Journey With JackRabbit


   The way jackrabbit is supposed to work most of the time with versioning capabilities is as follows
    1.    A repository say "MyRepository".
    2.  Populate the repository with our data with proper tree structure by creating nodes and child    nodes.
    3.    To work with versioning , we might want to create a workspace and copy the nodes from          repository to the workspace
    4.    Work on the nodes in workspace and save them.
    5.    Once work is complete, merge the changed nodes with repository
   Data in the repository and workspaces can be persisted in following stores
    1.    Local DerbyDB
    2.    MSSQL
    3.    Oracle DB
    4.    PostgreSQL
    5.    MySQL
   Seems pretty straight forward. But the problem arises when the size of repository increases. Creating workspaces for a repository will remain a costly affair as nodes are copied.
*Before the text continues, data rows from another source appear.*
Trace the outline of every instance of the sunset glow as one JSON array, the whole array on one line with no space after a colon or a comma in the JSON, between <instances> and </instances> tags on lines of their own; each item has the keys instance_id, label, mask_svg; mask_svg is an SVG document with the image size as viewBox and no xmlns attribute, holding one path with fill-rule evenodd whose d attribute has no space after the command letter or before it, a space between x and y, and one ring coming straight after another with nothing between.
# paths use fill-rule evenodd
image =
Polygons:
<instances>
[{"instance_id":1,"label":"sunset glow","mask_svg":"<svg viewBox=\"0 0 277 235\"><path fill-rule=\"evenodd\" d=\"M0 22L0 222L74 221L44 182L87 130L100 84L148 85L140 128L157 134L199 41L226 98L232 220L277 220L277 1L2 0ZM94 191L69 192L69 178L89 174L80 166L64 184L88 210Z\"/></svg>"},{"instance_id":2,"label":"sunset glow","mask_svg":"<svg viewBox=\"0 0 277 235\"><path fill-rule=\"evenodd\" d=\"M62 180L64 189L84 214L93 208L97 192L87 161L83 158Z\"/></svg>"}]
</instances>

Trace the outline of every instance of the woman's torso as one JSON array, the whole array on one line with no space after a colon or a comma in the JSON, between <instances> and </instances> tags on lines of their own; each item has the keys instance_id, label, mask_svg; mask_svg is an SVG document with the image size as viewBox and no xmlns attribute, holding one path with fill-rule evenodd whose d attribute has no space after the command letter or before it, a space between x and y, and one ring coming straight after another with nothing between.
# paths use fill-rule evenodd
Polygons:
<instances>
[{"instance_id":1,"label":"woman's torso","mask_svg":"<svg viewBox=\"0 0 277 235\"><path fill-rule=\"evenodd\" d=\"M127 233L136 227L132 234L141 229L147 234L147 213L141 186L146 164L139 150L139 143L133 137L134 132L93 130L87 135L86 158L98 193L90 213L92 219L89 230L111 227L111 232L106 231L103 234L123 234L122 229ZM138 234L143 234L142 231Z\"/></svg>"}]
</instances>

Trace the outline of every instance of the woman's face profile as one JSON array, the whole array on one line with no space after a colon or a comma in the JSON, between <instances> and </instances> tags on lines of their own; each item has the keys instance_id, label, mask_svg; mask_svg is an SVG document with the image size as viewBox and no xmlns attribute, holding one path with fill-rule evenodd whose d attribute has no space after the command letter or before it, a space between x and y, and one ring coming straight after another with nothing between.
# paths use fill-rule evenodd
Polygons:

There are API in jackrabbit which allows to create a blank workspace and then selectively copy the desired node subtree.
   This might suffice and resolve most of the size and time needed to create a new workspace to work upon. But in some scenarios , we might need to copy the whole workspace because of dependency and the way application using the jackrabbit is designed.
   In such scenarios where selective copying seems not a appropriate solution one will have to think on how would we make the IOs fast.
   For such requirement  , use of NoSQL DB which stores and distributes data horizontally effectively increasing the overall IOs.
   Couple of such persistence managers are being thought of and are available in very native format.
   The underlying technology for persistence of jackrabbit data can be
    1.     OrientDB , a NoSQL graph and document driven database
    2.    MongoDB , a NoSQL document driven database
    Persistence Manager for OrientDB can be found at  https://github.com/eiswind/jackrabbit-orient . It stores the information in human readable format
    Persistence Manager for MongoDB can be found at http://svn.apache.org/repos/asf/jackrabbit/sandbox/jackrabbit-mongo-persistence/src/main/java/org/apache/jackrabbit/core/persistence/mongo . It serializes the information and stores in MongoDB
    On comparing the performance of LocalDerbyDB , PostgreSQL , OrientDB and MongoDB , it was observed that
    For creating the workspace for a repository with 3000 nodes on standard laptop
        LocalDerbyDB      : ~70000 ms   (PM and DS on derby DB)
        PostgreSQLDB     : ~60000 ms   (PM and DS on PostgreSQL)
        OrientDB              : ~55000 ms   (PM on orientDB and DS on PostgreSQL )
        MongoDB             : ~45000 ms   (PM and DS on MongoDB)
    So although MongoDB had overheads of serializing/deserializing, it performed best among the all the technology. There are performance improvement scope in OrientDB as well as MongoDB.
    Also MongoDB supports sharding and data can be distributed across horizontal node and retrival can be very fast using map-reduce algorithm.
    Only caveat about MongoDB , its GPL license.

1 comment:

Luca Garulli said...

What's the URL you've used with OrientDB? Does it start with "remote"?